Its most important physical properties are detailed below:

  • It has a reddish or yellow color which depends mainly on the size of its particles. In the case of copper oxide II, you can have an appearance of powder of black color.
  • It is not soluble when in contact with water but can be soluble when in the presence of an ammonia solution.
  • Copper oxide has a density of 6.0 g / cm3.
  • Its molar mass is located at 143.09 g / mol.
  • It has a melting point of 1235 ° C.
  • The point of boiling is located at 1800 ° C.
  • It is not considered a flammable compound.
  • It is normally stable even in high-temperature conditions.

Chemical properties of copper oxide

Among its chemical properties are the following:

  • It has the ability to produce HCuCl2 when dissolved in hydrochloric acid.
  • It is amphoteric, in other words, it cannot be dissolved in acids or alkaline solutions.
  • Copper II oxide is very poisonous and toxic when ingested.
  • It is very stable dry and under normal atmospheric conditions.
  • It can adhere strongly to minerals and organic matter.
  • Reacts with acids to form copper salts.


In the case of copper oxide I, it can be obtained from the mineral known as cuprite which is found in reddish rocks, in addition, it can be formed in pieces of copper that have been plated in silver and then are exposed to moisture to cause a type of corrosion. As for copper (II) oxide, it can be obtained in four different ways, which are:

  • Copper (II) nitrate heating: 2 Cu + O2 → 2 CuO
  • Copper (II) carbonate heating: CuCO3 → CuO + CO2
  • Copper (II) hydroxide heating: Cu (OH) 2 (s) → CuO (s) + H2O (l)
  • By direct combustion of copper in the presence of air: 2 Cu (s) + O2 (g) → 2 CuO (s)

Uses of copper oxide

As mentioned previously, there are two types of it. In the case of copper oxide I, it can be used as a type of pigment with which red, gray, black, and green enamels can be made. It is also one of the main components in the production of hydroxide cuprammonium which is used to manufacture rayon.

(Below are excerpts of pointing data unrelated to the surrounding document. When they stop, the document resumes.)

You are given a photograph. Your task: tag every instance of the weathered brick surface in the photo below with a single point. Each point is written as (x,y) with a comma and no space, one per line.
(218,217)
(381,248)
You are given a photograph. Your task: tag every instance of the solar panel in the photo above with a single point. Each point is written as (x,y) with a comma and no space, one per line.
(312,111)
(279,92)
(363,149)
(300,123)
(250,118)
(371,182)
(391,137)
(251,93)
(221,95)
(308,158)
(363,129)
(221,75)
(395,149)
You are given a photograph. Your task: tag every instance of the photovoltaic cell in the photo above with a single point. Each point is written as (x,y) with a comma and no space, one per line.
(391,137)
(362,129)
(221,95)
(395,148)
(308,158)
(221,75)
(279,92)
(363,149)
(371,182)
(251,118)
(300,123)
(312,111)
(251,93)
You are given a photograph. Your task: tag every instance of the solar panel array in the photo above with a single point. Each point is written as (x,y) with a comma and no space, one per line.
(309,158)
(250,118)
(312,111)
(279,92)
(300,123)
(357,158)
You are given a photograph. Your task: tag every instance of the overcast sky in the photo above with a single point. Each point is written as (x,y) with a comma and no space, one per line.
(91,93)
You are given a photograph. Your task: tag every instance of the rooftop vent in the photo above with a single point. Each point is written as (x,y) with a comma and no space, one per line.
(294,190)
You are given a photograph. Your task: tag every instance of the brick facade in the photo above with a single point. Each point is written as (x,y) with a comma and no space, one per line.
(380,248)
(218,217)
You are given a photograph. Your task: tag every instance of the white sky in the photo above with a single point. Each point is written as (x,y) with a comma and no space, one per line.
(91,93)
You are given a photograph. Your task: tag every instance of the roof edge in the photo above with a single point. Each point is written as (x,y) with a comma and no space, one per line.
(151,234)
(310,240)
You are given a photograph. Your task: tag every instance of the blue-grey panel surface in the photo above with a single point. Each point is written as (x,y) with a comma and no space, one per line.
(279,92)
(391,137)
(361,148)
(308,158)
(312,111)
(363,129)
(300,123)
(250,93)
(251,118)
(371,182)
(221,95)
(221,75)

It is also used in the field of science as a type of nutritional supplement for animals that are copper deficient. It is a powerful fungicide and is a good semiconductor.

In the field of agriculture can be used for foliage as a moisturizer. In addition, it is part of the ingredients that are used in the creation of agricultural pesticides.

The copper oxide type II is mainly used for the alloy copper, to produce glazes, and as a means for removing different types of hazardous materials such as cyanide. In the field of agriculture, it is also used as a type of fungicide.

It is a basic component in the manufacture of crystals and ceramics. It has also been used as a cathode in the manufacture of wet cells.

Interesting use of copper oxide occurs in ships as it is used as a type of antifouling agent to prevent the possible formation of barnacles and other types of marine organisms that can cling to the bottom of ships and cause problems. serious in their structure. It is also used as a preservative for wood, roofs, tiles, and walls found on the seashore or cliffs.


Copper oxides tend to be dangerous and potentially toxic, especially in the case of copper II oxide, which can even cause serious problems in the central nervous system and in the endocrine system.

They are very irritating to the mucous membranes such as the eyes and nose and can also cause serious damage to the epithelial tissue.

If ingested, it can produce significant depression in the nerves, cause serious gastrointestinal problems, damage to the liver, kidneys, and vascular system. and even the circulatory system.

When inhaled, the lungs are severely damaged and can lead to a medical condition known as ” metal fume fever ” which produces a series of flu-like symptoms.

Dermatitis is another common problem that occurs when people are exposed to this type of oxide. When exposure is prolonged and continuous, the appearance of Wilson’s disease can be generated.

For these reasons, the use and handling of this oxide must be done under strict security measures, in environments that are not completely closed and, on the contrary, have good ventilation.